Of course, there’s the startup funding ecosystem of tech angels and venture capitalists, and crowdfunding is now a possibility too. But let's call a spade a spade: angels are only good for so much capital—likely not enough to build your business—and they expect you to bring in new, larger investors who can lead them to an exit. Unless you’ve attracted A-list angels who introduce you to their private investor and VC contacts, you may find yourself needing more capital and too far down the path to attract new startup tech angels. You may also find that your investors are not willing or able to invest again or could demand terms you really don’t like. To make matters worse, if you haven’t attracted the attention of the small handful of VC’s in Canada by this point the odds of doing so have gone down appreciably.
So now what? Are there any other sources of capital? What about the stock market and stock market investors? What about stockbrokers? Actually, come to think about it, where did they go? Didn’t they raise a lot of money for tech companies back in the good old dotcom days? What happened?
Well you could say that, since 2001, most of them left for the “old Canada” they grew up with. This is Canada, after all, where we’ve been digging things up and chopping them down for hundreds of years, and investors and the stock markets have done quite well, thank you very much. In fact over the last 10 or so years, while a bull market drove the prices of pretty much every commodity a lot higher, the Toronto Stock Exchange became the world’s largest source of mining investment.
Why would anyone invest in tech companies when they could make easy money speculating on mining and oil stocks? The answer is they didn’t, and here’s some scary statistics that prove it.
At the top of the market in 2001, the weighting of tech companies as a percentage of the value of the TSX was around 28%. By mid 2012 it was as low as 1.6%. Yes, Nortel exaggerated the weighting in 2001. So what? Investment in tech still fell off a cliff as Canadian financial markets focused on resource companies and the commodities bull market.
Fast forward 10 years and like anything that’s too good to last, the commodities bull market came to an end—or, if you want to take the optimistic view, entered into a prolonged "correction." The result is that mining investment has pretty much stopped cold. Mining stocks have fallen out of favour to the point where share prices are down over 80% in many cases and there are hundreds of junior public companies in Canada flat broke and out of business.
So with the mining bull market over and resource stocks in the basement, Canadian investors started looking at tech again last year. The result has been that tech stocks in general have outperformed the rest of the market in Canada by a wide margin.

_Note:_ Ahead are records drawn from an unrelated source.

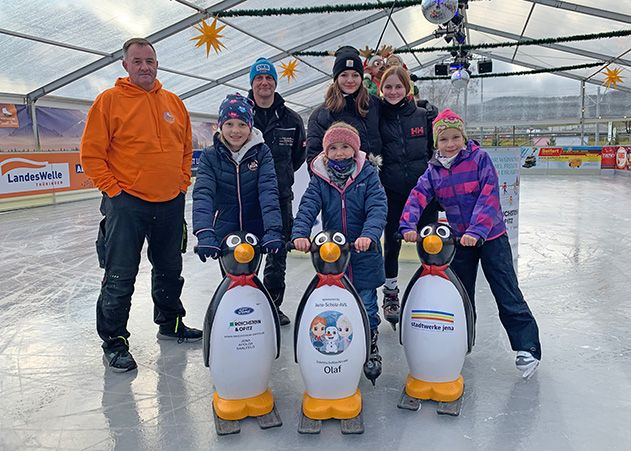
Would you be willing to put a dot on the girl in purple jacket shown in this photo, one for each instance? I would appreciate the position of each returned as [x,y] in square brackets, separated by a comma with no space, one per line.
[463,179]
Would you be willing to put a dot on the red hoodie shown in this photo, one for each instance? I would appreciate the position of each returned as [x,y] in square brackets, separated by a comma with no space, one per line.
[139,142]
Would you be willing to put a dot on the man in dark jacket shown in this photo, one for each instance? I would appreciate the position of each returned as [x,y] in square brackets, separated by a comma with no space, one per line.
[284,133]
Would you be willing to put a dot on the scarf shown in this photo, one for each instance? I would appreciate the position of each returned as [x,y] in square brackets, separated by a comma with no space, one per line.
[446,161]
[340,170]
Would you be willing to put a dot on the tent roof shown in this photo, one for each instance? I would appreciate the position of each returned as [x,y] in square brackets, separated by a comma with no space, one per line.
[71,48]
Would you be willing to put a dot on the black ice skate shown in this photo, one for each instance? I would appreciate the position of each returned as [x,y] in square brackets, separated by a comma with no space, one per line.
[372,368]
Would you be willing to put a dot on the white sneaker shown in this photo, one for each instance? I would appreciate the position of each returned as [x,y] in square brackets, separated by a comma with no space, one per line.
[526,363]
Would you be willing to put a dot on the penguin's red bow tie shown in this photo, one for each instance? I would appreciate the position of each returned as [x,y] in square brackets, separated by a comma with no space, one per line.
[330,279]
[435,270]
[240,281]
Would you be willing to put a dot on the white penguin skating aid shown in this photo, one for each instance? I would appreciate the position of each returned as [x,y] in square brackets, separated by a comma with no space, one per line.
[331,339]
[437,325]
[241,339]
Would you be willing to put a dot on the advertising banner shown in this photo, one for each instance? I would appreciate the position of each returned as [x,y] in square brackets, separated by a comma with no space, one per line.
[561,160]
[40,173]
[608,158]
[16,130]
[202,137]
[623,158]
[506,160]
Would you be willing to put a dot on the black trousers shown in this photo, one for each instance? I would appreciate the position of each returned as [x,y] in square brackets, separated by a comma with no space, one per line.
[497,264]
[276,264]
[128,222]
[392,247]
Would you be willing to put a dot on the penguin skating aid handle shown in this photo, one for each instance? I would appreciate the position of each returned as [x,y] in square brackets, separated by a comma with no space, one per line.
[399,237]
[290,246]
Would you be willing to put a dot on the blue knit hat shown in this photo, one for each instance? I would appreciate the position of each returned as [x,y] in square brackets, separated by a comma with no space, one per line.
[262,66]
[235,106]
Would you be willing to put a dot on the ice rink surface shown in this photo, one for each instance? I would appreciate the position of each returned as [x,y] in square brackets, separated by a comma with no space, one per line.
[574,271]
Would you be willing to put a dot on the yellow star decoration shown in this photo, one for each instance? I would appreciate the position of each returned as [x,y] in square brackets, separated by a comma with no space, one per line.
[289,70]
[209,36]
[612,77]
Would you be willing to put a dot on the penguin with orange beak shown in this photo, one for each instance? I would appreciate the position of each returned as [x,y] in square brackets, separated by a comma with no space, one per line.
[331,339]
[241,339]
[437,325]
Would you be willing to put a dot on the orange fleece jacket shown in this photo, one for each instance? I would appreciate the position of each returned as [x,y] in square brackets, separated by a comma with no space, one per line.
[139,142]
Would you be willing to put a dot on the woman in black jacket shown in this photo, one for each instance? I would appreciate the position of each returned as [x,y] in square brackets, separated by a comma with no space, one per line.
[406,132]
[347,100]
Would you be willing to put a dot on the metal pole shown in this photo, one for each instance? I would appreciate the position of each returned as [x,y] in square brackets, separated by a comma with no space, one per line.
[598,116]
[31,105]
[583,112]
[481,110]
[466,90]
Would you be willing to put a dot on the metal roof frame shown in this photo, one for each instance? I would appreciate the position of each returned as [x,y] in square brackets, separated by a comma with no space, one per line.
[109,58]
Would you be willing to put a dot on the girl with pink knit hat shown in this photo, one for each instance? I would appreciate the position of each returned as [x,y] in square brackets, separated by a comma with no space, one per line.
[345,187]
[463,179]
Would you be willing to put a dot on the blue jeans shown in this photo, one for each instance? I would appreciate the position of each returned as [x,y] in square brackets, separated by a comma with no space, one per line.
[369,298]
[497,265]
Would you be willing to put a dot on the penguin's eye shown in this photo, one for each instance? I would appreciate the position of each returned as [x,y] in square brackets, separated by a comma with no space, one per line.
[338,238]
[443,232]
[425,231]
[233,241]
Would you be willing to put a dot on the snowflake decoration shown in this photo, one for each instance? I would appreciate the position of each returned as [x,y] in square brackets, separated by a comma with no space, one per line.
[289,70]
[612,77]
[209,36]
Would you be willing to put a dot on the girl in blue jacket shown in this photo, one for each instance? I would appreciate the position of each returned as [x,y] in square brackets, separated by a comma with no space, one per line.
[346,188]
[236,185]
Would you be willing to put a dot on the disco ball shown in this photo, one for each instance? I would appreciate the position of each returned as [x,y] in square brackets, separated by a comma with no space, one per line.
[439,11]
[460,79]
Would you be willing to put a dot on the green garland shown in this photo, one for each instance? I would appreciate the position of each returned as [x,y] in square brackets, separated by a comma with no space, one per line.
[316,9]
[543,41]
[523,72]
[579,37]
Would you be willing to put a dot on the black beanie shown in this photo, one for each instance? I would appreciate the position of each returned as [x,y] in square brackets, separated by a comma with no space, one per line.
[347,58]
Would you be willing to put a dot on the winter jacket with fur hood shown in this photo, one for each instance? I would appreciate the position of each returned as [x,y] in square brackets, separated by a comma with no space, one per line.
[228,197]
[359,209]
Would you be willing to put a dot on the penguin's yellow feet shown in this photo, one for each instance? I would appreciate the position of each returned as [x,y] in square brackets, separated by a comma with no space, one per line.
[237,409]
[437,391]
[324,409]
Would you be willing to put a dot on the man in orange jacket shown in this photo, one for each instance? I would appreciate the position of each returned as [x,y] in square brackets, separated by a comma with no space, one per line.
[137,150]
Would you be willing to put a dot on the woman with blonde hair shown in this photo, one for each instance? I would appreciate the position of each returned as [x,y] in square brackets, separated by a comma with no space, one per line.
[406,131]
[347,100]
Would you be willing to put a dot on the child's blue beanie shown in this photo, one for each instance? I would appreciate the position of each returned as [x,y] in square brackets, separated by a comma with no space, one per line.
[262,66]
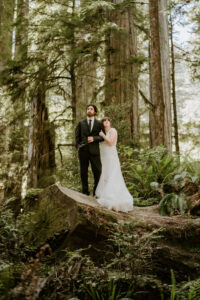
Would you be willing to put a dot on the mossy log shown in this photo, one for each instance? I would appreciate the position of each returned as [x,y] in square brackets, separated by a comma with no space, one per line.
[70,220]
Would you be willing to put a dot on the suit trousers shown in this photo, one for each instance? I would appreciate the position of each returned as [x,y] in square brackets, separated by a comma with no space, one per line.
[85,158]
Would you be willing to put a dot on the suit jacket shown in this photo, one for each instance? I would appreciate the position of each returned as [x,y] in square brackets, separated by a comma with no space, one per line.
[82,132]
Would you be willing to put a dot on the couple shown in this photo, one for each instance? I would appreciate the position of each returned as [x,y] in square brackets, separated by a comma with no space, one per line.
[96,143]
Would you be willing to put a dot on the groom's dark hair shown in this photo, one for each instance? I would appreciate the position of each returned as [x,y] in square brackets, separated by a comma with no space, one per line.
[94,106]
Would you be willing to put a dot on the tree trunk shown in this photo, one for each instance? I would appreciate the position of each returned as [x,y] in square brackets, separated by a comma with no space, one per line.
[41,150]
[121,79]
[86,84]
[158,114]
[6,20]
[176,135]
[165,67]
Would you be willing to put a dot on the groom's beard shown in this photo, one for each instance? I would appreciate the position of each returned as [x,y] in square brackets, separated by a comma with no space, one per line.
[90,115]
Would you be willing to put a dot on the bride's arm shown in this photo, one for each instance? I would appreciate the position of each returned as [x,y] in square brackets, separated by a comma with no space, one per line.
[112,139]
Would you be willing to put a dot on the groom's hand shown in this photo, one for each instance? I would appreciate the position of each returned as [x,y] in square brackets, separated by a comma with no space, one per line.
[90,139]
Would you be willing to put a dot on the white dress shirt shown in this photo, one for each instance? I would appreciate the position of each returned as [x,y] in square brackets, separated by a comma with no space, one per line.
[92,124]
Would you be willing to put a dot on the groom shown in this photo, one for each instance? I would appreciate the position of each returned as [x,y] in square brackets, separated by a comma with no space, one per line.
[87,143]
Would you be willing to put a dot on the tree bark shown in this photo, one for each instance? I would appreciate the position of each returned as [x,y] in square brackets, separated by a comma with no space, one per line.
[176,135]
[157,130]
[6,20]
[86,84]
[165,67]
[121,79]
[41,149]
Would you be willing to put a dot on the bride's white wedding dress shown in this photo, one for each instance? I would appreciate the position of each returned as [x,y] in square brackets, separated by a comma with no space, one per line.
[111,191]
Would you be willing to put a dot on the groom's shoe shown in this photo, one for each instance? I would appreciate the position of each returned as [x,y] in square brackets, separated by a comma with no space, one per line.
[86,193]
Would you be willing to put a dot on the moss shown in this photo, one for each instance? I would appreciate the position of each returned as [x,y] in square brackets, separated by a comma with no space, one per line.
[31,198]
[45,222]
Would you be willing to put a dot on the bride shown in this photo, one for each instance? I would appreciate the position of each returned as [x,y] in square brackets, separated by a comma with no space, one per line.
[111,191]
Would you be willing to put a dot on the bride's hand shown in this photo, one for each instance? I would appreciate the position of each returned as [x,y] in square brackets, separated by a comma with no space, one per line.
[101,133]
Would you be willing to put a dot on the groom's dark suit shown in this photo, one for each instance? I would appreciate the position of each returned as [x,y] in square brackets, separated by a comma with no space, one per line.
[89,152]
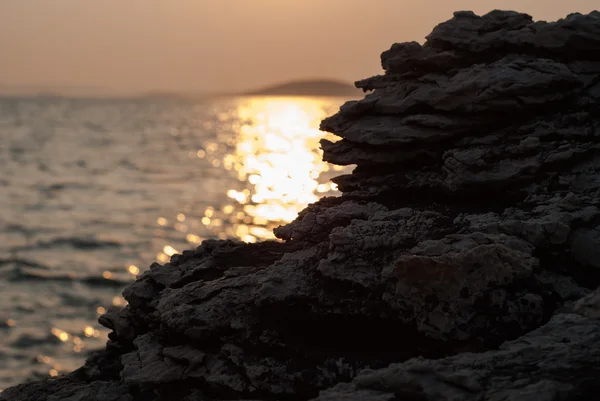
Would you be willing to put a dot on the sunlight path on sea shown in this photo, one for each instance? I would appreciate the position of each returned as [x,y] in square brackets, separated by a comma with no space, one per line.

Stockbrokers, being a resilient and industrial lot, are paying attention: many are now actively—some might say desperately—searching for quality tech companies large and small who have a strong story, need capital, and may be interested in going public eventually.
Tech companies need to do their homework on who they’re dealing with—and be prepared to talk to people who were investing in mining companies a year ago—but the shift has begun and a forgotten source of capital is once again starting to become available.